Hepatocytes retain apical polarity during proliferation in liver regeneration

In vivo hepatocytes polarity is characterized by apical domain (bile canaliculi) and basolateral domain which faces liver sinusoidal cells. Hepatocyte polarity is highly important physiologically in order to maintain liver functions, and is also in pathological conditions through limiting or preventing harmful agents and micro-organisms to invade hepatocytes such as Hepatitis C virus. In liver regeneration, the architecture of the organ is severely altered. However, there are no available in vivo studies concerning hepatocyte polarity during different stages of cell cycle, therefore in this study we have investigated hepatocytes polarity during cell division in regenerating liver.
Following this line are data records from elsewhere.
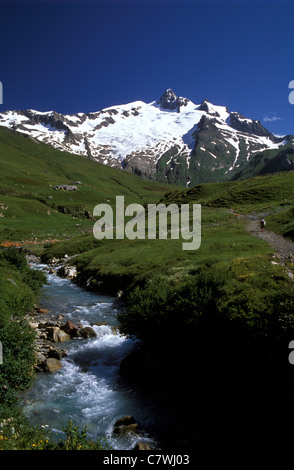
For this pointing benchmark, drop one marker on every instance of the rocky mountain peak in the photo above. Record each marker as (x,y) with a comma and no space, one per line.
(169,101)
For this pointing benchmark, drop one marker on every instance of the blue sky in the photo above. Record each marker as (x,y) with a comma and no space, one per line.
(84,56)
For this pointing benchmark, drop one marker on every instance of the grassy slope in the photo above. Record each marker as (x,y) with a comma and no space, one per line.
(224,238)
(29,170)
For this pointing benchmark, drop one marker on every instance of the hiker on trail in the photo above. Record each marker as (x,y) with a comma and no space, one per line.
(262,224)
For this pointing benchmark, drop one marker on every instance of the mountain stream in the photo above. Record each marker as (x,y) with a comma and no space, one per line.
(88,389)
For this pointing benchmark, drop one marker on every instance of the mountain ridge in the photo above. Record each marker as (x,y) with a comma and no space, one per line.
(171,140)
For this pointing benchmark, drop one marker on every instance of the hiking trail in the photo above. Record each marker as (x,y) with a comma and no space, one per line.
(284,247)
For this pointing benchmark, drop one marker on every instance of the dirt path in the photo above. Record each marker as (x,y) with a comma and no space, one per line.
(284,247)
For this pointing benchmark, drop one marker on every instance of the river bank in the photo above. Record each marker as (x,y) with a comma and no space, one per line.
(79,350)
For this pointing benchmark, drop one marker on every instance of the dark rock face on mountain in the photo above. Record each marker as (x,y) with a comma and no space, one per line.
(171,102)
(171,140)
(240,123)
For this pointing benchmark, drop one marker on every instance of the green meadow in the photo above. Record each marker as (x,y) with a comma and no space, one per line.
(214,322)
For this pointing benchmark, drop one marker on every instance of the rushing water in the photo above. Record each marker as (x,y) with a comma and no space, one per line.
(88,388)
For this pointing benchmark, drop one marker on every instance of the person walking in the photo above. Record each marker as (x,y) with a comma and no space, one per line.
(262,224)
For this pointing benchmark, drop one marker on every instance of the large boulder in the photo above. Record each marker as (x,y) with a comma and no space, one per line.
(126,425)
(87,332)
(71,329)
(52,365)
(142,446)
(55,334)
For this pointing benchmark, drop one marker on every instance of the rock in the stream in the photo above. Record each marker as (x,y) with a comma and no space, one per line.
(126,425)
(71,329)
(87,332)
(142,446)
(52,365)
(56,335)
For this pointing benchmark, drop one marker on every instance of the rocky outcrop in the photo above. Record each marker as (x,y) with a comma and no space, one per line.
(169,101)
(51,335)
(87,332)
(249,126)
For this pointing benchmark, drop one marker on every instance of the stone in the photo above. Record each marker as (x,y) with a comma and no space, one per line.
(52,365)
(55,334)
(56,353)
(41,310)
(125,425)
(52,333)
(70,272)
(70,329)
(142,446)
(62,336)
(87,332)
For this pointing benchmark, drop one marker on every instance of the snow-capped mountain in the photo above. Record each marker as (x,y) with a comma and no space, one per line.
(171,140)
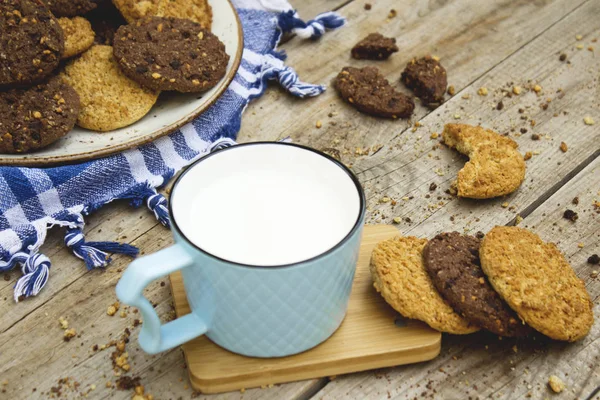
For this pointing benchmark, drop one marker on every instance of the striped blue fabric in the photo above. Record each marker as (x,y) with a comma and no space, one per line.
(32,200)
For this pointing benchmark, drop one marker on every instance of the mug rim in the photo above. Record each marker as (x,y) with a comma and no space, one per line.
(357,224)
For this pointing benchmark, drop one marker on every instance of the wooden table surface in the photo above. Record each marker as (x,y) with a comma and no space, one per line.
(491,44)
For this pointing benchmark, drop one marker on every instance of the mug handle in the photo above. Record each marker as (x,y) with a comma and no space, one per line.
(154,337)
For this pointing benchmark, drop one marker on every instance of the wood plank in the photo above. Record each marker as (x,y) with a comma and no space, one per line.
(481,366)
(350,348)
(83,296)
(470,37)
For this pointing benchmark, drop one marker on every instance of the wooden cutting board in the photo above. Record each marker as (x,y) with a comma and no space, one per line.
(372,336)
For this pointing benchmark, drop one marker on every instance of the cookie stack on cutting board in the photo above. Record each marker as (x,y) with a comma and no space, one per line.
(77,62)
(509,282)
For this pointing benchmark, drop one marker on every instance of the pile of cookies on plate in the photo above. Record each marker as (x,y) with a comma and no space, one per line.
(508,282)
(97,64)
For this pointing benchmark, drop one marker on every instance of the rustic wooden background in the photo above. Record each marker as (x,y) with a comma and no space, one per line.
(492,44)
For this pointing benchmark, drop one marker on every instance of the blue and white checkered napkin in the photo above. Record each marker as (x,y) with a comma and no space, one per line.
(32,200)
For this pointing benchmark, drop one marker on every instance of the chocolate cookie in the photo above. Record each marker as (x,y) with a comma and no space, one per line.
(79,35)
(70,8)
(427,79)
(374,47)
(368,91)
(399,275)
(31,42)
(105,20)
(452,262)
(36,117)
(170,54)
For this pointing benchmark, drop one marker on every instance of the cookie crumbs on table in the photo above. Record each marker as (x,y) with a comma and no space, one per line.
(556,384)
(374,47)
(570,215)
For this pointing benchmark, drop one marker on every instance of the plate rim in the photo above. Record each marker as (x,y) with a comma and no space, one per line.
(55,161)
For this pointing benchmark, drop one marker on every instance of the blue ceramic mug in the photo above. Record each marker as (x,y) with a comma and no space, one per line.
(266,238)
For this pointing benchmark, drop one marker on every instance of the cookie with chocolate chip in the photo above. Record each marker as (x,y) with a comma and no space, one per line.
(369,92)
(374,47)
(31,42)
(70,8)
(170,54)
(427,79)
(35,117)
(452,262)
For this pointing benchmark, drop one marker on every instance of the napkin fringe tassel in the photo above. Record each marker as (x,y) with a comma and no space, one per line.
(289,21)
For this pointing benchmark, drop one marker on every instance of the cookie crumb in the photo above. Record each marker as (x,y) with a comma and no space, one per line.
(69,334)
(556,384)
(570,215)
(563,147)
(64,324)
(112,309)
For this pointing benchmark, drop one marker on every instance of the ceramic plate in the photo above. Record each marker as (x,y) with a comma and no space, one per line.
(172,110)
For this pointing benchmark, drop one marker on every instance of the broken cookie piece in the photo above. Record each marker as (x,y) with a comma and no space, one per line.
(369,92)
(374,47)
(427,79)
(495,168)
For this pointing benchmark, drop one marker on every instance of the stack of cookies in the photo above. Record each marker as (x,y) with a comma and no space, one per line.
(67,62)
(508,282)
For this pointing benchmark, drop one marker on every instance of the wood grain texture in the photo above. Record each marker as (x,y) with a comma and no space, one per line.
(483,366)
(489,43)
(350,349)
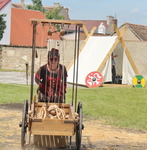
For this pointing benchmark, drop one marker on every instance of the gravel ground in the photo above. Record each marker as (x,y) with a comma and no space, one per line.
(96,134)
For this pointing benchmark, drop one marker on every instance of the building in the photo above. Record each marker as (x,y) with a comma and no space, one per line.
(5,8)
(135,38)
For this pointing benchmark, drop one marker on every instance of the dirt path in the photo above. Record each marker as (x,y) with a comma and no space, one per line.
(96,135)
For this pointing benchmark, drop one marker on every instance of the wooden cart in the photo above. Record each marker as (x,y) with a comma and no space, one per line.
(51,131)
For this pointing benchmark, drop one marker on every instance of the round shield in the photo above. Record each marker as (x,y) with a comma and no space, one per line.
(94,79)
(139,81)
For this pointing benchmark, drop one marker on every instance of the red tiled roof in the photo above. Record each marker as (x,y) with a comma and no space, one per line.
(21,28)
(89,24)
(3,3)
(140,31)
(17,6)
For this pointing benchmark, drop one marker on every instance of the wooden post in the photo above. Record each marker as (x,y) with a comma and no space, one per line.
(33,60)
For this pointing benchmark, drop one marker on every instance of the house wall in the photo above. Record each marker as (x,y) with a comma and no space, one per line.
(138,51)
(6,36)
(16,58)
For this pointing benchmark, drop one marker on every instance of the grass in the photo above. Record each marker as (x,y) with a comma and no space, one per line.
(123,107)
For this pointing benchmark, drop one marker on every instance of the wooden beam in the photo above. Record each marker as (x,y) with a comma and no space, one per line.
(85,30)
(84,43)
(127,52)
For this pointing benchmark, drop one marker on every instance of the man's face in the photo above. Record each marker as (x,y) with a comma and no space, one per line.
(53,60)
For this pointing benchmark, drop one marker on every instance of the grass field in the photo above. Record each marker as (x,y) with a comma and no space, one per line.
(119,106)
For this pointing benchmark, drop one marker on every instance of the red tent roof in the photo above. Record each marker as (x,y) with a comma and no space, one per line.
(21,28)
(3,3)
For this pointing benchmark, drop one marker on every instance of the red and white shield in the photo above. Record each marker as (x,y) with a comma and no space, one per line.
(94,79)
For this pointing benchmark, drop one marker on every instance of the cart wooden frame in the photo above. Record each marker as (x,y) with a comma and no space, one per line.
(51,127)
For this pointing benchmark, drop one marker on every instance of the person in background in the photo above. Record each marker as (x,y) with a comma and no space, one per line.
(51,79)
(113,69)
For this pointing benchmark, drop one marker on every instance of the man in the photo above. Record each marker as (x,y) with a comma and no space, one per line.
(51,79)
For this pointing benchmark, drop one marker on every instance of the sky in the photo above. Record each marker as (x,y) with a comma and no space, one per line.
(130,11)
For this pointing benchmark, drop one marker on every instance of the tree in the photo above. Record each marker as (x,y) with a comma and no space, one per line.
(37,5)
(2,25)
(54,13)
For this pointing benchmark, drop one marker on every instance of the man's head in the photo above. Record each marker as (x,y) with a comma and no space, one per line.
(53,55)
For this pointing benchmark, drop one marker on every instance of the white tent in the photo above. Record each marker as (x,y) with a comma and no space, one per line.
(96,56)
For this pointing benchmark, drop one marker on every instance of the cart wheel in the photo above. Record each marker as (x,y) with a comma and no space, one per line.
(24,123)
(79,126)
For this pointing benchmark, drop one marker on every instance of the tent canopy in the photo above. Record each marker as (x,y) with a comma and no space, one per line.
(92,56)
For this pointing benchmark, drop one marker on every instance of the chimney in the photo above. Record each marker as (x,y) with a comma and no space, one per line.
(22,3)
(112,24)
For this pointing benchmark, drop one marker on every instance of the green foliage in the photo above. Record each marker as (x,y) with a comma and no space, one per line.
(54,13)
(37,5)
(2,25)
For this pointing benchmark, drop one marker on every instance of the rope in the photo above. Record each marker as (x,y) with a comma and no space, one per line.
(52,112)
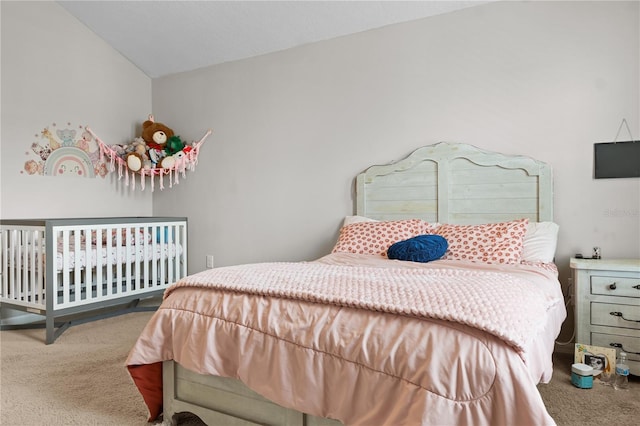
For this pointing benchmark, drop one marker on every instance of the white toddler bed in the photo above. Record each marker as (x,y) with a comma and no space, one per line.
(357,338)
(97,263)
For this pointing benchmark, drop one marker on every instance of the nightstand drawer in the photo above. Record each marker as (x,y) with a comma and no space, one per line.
(614,315)
(615,286)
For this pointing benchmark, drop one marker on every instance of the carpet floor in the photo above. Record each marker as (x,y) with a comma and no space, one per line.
(81,380)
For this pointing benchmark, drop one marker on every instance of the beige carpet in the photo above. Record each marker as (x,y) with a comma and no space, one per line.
(37,386)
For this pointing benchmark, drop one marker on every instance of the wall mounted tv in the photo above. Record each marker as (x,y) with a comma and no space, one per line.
(616,160)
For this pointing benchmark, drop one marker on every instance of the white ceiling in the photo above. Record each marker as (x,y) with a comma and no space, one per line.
(167,37)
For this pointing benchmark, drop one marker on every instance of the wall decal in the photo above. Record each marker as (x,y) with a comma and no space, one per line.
(68,151)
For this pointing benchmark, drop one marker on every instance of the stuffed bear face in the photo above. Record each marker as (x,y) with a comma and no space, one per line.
(157,133)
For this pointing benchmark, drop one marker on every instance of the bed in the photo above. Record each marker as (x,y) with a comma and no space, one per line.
(98,264)
(358,338)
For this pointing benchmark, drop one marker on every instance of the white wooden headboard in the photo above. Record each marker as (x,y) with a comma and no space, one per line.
(459,184)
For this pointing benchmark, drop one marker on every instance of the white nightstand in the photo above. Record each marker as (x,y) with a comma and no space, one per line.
(607,305)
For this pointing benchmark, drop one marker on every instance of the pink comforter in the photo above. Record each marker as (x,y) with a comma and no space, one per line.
(366,340)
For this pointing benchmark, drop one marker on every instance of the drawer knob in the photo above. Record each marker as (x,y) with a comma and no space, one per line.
(619,345)
(621,315)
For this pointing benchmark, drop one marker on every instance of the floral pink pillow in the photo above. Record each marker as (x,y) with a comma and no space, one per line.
(489,243)
(376,237)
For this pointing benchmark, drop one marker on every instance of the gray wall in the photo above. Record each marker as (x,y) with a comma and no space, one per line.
(292,129)
(54,70)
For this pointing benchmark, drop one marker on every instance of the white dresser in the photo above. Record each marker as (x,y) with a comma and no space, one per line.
(607,305)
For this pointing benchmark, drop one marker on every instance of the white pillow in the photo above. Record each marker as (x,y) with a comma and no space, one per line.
(539,243)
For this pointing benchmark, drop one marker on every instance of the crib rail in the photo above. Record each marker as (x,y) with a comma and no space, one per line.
(66,263)
(23,277)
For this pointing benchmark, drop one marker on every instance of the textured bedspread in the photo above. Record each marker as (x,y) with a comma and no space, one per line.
(364,340)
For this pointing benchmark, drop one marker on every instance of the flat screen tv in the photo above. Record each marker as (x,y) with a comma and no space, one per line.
(616,160)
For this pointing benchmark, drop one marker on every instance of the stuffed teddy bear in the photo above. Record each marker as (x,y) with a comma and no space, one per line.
(136,155)
(158,147)
(156,135)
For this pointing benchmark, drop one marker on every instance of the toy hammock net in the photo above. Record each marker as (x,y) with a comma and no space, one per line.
(187,161)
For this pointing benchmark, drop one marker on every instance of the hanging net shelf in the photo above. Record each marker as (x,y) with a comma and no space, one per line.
(185,158)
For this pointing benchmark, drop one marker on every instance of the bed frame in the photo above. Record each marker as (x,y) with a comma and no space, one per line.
(448,183)
(103,277)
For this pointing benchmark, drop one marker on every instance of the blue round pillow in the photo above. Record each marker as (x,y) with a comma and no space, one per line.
(423,248)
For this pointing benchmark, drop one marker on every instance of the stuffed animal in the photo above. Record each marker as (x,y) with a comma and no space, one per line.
(136,155)
(158,147)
Mouse (male C57/6-B6 N) liver regeneration was induced using a toxic model by a single injection of 1.6g/kg CCl₄. Then livers were harvested 2, 4, and 6 days after treatment. BrdU was injected 6, 4, and 2h before harvesting liver tissue. Apical hepatocyte membrane was identified by immunostaining of Dipeptidyl peptidase-4 (DPP4), S-phase hepatocytes with anti-BrdU, and alpha-tubulin for mitotic spindle. Polarized hepatocytes were identified in two dimensional images taken in 5µM sections and in 3D images reconstructed from 0,5µM z-stack sections in 50µM thick slices with confocal laser microscopy. Surprisingly, hepatocyte polarity was preserved in all proliferating stages in regenerating liver. Neither cells in S-phase nor mitotic hepatocytes lose apical domains as assessed by immunostaining of DPP4 and BrdU or mitotic spindle. This is remarkable, since in vitro, hepatocyte proliferation is only effectively induced in depolarized cells in subconfluent cultures on 2D supports. These data show that, in both stages of cell cycle (S-phase and Mitosis), the hepatocyte retains apical membrane domains, indicating that polarity is a very robust feature in liver microarchitecture. Our observations indicate that loss of polarity is not a precondition or a consequence of proliferation in vivo.